Несмотря на это странное обращение, он
вскоре, в силу старой декларации о братстве, вновь сделался скромным компаньоном
Европейского центрального комитета, а вместе с тем
«ночным сторожем и наемным слугой в
Грепвсенде на Темзе, где мне пришлось подыскивать на девяти различных языках шкиперов для недавно
основанной маклерской фирмы, пока меня не заподозрили в обмане,— чего, по
крайней мере, не произошло с философом Иоганнесом Мюллером в бытность его свинопасом».
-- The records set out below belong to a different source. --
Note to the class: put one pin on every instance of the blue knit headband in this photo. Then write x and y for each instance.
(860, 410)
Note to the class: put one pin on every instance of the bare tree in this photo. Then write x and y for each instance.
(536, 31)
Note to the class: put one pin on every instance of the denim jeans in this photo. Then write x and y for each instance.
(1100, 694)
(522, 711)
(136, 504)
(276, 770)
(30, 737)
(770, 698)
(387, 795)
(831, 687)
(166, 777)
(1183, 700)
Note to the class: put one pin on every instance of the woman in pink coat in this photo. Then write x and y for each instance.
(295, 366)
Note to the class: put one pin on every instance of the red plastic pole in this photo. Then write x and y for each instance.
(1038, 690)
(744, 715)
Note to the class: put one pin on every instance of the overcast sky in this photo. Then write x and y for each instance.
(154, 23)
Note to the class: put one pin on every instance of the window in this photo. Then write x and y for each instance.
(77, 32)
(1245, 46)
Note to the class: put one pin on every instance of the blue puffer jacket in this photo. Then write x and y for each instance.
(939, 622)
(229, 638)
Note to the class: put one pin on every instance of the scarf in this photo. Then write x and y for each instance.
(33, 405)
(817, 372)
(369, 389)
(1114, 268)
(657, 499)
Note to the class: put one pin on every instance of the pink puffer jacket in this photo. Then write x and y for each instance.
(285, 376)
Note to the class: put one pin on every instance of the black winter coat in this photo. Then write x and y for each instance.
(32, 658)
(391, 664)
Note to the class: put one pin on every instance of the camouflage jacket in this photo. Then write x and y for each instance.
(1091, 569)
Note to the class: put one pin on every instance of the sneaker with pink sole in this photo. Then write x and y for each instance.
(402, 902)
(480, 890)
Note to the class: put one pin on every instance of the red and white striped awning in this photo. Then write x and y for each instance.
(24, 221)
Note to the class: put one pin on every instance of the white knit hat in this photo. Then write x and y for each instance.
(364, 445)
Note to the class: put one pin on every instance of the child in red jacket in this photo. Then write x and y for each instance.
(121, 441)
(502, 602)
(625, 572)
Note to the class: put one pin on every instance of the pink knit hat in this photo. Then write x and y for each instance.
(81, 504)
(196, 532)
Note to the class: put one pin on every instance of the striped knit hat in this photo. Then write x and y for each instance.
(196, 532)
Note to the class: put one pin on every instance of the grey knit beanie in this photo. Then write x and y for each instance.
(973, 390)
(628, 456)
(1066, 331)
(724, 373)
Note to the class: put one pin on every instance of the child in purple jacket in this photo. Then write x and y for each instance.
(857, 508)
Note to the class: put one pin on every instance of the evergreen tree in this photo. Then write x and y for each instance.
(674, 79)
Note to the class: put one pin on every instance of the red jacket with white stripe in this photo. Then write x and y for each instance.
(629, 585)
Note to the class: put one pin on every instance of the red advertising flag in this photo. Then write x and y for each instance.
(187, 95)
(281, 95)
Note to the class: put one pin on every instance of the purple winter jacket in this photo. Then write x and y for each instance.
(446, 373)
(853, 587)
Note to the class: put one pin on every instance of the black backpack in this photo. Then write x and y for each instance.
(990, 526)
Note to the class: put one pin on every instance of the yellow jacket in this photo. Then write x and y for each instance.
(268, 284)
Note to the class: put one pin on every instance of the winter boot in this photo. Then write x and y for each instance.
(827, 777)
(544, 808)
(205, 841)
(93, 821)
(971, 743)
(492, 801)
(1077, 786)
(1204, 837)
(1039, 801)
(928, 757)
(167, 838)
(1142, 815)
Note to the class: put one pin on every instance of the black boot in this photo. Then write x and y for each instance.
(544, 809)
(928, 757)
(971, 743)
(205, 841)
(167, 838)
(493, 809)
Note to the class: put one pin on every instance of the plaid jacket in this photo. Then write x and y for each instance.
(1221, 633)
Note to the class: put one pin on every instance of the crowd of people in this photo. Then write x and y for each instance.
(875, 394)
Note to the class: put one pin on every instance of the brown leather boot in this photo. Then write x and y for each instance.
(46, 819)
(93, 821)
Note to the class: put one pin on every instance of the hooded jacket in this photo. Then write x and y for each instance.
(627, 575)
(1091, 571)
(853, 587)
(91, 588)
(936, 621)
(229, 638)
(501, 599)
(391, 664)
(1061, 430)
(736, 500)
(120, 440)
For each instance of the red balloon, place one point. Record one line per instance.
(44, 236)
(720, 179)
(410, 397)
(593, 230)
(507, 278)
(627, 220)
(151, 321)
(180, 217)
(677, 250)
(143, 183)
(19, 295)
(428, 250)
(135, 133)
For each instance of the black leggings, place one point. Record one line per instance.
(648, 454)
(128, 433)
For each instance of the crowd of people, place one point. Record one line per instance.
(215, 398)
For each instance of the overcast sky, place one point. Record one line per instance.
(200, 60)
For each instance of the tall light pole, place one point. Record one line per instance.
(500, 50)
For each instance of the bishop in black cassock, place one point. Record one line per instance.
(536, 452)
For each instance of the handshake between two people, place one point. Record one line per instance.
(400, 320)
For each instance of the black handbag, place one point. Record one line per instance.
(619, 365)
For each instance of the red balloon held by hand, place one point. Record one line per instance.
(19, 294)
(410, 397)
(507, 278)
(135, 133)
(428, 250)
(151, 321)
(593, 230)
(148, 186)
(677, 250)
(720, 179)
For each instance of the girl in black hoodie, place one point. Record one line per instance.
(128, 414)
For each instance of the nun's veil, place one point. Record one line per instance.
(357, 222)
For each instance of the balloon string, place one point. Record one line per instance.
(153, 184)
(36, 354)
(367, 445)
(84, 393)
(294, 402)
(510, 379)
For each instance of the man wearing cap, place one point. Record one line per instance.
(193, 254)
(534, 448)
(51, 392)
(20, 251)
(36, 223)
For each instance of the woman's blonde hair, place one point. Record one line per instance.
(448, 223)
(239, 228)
Итог своей богатой подвигами жизни Харро
подводит таким образом:
«Можно легко подсчитать, что, помимо
стихов, я подарил демократическому движению более 18000 экземпляров моих
произведений на немецком языке (ценой от 10 шиллингов до 3 марок по
гамбургскому курсу, общей стоимостью около 25000 марок), ни разу не возместив
расходы по их изданию, не говоря уже о том, что я не извлек из них никакого
дохода для своего существования».
На этом мы закончим повесть о приключениях
нашего демагогического идальго из южноютландской Ламанчи. В Греции, как и в
Бразилии, на Висле, как и на Ла-Плате, в Шлезвиг-Гольштейне, как и в Нью-Йорке,
в Лондоне, как и в Швейцарии, — представитель то «Молодой Европы», то
южноамериканского «Humanidad», то художник, то ночной сторож и наемный слуга, то книгоноша,
распространяющий свои произведения — сегодня среди силезских поляков, завтра
среди гаучо, послезавтра среди шкиперов, непризнанный, покинутый, одинокий,
никем не замечаемый, но всюду остающийся странствующим рыцарем свободы, который
питает глубокое презрение к обычным гражданским занятиям, — наш герой всегда,
во всех странах и при всех обстоятельствах, остается неизменным путаником, отличающимся
претенциозной навязчивостью и самомнением. Наперекор всему свету он всегда
будет говорить, выступать в печати и писать о себе как о человеке, который,
начиная с 1831г., был главным движущим колесом мировой истории.